IU's folklore archives started collecting 100 Steps accounts in the 1950s, when teenagers began driving out here on dares. Folklorists call it legend tripping. Jan Harold Brunvand, who arrived at IU in the 1960s and later popularized the term "urban legend," catalogued variants from the archive. His work made Indiana's Folklore Institute one of the country's major centers for the study of stories exactly like this one. The 100 Steps ritual is also formally part of a regional cluster of "seven gates to hell" (Hell's Gate Bridge in nearby Brazil is another one). It's a Midwestern folk tradition that links specific cursed structures into a single supernatural geography.

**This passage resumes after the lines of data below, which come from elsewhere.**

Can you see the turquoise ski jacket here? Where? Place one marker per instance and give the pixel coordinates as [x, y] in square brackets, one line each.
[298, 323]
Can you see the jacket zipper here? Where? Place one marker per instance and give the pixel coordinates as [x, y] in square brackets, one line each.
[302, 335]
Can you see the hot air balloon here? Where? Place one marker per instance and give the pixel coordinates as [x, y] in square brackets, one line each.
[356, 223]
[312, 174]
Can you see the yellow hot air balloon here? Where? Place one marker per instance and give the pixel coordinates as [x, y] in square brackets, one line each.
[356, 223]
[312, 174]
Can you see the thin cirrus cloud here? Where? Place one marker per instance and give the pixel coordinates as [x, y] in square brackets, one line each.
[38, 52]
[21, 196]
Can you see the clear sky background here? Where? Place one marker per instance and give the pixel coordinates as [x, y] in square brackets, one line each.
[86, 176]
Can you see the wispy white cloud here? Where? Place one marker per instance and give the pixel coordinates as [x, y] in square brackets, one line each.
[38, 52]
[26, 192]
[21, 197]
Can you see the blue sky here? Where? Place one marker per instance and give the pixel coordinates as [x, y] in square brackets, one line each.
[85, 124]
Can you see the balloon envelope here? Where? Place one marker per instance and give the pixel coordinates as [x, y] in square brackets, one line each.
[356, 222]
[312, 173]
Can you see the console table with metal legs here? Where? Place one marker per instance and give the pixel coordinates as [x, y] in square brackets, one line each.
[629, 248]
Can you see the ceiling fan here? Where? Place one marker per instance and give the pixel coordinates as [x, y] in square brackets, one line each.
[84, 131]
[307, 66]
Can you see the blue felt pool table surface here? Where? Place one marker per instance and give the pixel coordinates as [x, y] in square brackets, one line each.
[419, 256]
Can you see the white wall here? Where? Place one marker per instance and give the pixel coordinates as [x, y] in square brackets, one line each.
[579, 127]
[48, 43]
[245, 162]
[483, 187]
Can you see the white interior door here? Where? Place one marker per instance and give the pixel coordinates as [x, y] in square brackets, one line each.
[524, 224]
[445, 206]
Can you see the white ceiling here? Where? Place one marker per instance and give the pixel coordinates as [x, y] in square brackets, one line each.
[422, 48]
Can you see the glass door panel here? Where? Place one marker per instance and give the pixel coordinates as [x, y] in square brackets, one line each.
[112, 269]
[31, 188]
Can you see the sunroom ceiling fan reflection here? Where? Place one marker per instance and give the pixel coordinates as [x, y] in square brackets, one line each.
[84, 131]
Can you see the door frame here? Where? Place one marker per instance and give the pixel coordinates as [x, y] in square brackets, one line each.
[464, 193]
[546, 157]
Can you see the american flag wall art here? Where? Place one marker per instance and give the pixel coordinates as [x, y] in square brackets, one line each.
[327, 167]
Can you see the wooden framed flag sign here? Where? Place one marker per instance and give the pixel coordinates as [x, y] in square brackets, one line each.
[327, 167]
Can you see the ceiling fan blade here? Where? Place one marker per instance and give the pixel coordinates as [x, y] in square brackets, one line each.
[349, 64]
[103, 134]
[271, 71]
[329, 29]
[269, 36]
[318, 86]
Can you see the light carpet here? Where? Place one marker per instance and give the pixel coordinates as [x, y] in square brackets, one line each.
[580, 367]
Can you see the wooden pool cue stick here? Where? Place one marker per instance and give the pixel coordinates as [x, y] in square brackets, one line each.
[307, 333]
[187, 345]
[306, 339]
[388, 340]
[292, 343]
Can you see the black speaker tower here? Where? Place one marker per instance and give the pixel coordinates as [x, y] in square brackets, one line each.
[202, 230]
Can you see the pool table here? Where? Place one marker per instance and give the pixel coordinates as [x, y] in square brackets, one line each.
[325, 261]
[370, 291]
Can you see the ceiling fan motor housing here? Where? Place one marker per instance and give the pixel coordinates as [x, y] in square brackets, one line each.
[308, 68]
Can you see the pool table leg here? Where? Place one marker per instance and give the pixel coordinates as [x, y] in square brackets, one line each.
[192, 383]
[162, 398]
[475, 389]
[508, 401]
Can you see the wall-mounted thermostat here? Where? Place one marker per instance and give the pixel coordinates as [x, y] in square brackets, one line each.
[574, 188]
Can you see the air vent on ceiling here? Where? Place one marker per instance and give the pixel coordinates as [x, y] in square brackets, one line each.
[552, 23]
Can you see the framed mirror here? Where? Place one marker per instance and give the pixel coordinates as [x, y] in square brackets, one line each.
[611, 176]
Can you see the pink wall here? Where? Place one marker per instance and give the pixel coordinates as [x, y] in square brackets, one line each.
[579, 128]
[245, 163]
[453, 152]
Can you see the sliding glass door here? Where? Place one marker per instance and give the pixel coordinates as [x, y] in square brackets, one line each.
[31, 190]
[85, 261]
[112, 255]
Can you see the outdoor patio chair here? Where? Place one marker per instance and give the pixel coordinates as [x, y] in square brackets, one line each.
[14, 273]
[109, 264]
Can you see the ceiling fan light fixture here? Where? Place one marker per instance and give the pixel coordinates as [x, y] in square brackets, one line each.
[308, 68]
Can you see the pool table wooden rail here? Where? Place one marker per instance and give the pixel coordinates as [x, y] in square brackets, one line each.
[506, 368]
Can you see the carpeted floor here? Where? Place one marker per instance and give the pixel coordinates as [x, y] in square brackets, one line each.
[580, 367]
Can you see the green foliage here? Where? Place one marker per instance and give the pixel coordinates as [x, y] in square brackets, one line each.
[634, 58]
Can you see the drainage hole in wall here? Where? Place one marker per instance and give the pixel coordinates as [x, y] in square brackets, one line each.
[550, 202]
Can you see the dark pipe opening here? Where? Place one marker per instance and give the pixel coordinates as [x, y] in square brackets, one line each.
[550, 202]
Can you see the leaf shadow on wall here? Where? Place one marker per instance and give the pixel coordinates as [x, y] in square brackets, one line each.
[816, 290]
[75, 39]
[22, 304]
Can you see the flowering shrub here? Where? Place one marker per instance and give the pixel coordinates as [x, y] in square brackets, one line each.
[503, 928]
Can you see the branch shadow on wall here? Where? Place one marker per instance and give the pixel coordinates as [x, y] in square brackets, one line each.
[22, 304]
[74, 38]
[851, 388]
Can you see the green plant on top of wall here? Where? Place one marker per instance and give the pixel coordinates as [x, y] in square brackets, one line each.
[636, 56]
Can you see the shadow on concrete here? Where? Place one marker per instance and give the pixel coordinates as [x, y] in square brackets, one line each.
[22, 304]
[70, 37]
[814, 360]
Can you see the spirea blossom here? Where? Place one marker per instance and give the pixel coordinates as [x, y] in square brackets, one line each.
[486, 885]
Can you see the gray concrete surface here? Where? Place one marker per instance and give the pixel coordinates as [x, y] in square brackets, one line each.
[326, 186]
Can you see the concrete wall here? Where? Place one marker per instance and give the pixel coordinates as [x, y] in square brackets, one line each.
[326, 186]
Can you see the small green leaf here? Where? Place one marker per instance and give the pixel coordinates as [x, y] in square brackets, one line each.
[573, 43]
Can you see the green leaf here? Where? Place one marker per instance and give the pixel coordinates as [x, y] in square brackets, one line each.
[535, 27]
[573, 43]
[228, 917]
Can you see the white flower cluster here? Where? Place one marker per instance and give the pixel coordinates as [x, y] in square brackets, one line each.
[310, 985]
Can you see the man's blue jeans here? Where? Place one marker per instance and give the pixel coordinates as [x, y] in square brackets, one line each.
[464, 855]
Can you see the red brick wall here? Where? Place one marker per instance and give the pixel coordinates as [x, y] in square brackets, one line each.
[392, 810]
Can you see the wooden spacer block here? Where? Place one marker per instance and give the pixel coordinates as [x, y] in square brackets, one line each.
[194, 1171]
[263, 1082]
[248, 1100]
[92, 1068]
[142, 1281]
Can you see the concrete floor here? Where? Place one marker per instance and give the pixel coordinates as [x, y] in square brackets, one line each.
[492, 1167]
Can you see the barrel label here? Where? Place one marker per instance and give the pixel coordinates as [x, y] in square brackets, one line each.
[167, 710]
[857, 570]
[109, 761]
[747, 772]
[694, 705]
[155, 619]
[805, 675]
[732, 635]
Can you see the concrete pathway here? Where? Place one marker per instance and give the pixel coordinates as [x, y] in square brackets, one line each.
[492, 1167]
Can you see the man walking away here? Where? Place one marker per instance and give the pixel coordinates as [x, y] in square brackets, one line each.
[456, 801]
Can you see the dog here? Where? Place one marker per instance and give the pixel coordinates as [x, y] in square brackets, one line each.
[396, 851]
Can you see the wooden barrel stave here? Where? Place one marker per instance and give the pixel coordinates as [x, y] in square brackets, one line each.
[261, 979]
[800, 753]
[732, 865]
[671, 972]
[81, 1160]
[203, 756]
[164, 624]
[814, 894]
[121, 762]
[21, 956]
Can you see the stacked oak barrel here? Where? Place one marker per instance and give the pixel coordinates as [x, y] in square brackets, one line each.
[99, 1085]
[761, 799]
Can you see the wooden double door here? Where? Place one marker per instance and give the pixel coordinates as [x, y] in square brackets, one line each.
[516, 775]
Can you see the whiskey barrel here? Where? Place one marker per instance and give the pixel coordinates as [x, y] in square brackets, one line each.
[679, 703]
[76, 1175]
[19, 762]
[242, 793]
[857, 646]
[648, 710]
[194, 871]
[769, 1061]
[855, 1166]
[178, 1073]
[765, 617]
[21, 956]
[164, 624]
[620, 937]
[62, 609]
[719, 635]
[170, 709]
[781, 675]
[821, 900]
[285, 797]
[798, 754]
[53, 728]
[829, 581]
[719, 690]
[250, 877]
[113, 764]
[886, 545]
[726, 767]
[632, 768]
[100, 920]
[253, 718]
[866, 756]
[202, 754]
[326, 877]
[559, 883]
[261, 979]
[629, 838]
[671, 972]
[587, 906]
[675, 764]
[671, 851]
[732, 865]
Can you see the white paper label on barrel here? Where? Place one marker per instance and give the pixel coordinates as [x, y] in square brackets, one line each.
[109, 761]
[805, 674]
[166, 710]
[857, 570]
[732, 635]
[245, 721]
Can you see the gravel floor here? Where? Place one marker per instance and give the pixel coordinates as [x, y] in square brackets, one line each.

The cemetery has a documented history of real desecration that probably primed the ground for the legend. In November 1892, a young woman named Emma West was buried at Cloverland, and body snatchers took her corpse from the grave. Body snatchers hit rural Indiana cemeteries hard in the late 1800s, selling corpses to medical schools. Emma West's disappearance is the part of this cemetery that no folklore needs to embellish.
What people describe when they do the ritual: feet sinking into the stone steps, even though the steps are stone. Unseen hands coming from the ground to trip the climber. Invisible force knocking people back down the hill, harder with each step. The occasional woman in white among the headstones. Voices of children or people asking for help echoing in the climber's ears, all designed to disrupt the count.
The paranormal writer Christopher Balzano of Tripping on Legends went up the steps at midnight in 2017 and nothing appeared. No caretaker, no descending death count, no hands from the ground. He still described the experience as deeply unsettling because the steps are broken and slippery and the darkness on the hill is absolute. The cemetery is a set of difficult stairs at midnight, in a two-century-old burial ground with a real body-snatching in its paper trail, and your brain furnishes whatever supernatural explanation your body is asking for.
Emma West's grave is still there. Her body isn't. The cemetery is open sunrise to sunset. Midnight visits are technically unlawful. The counting happens anyway.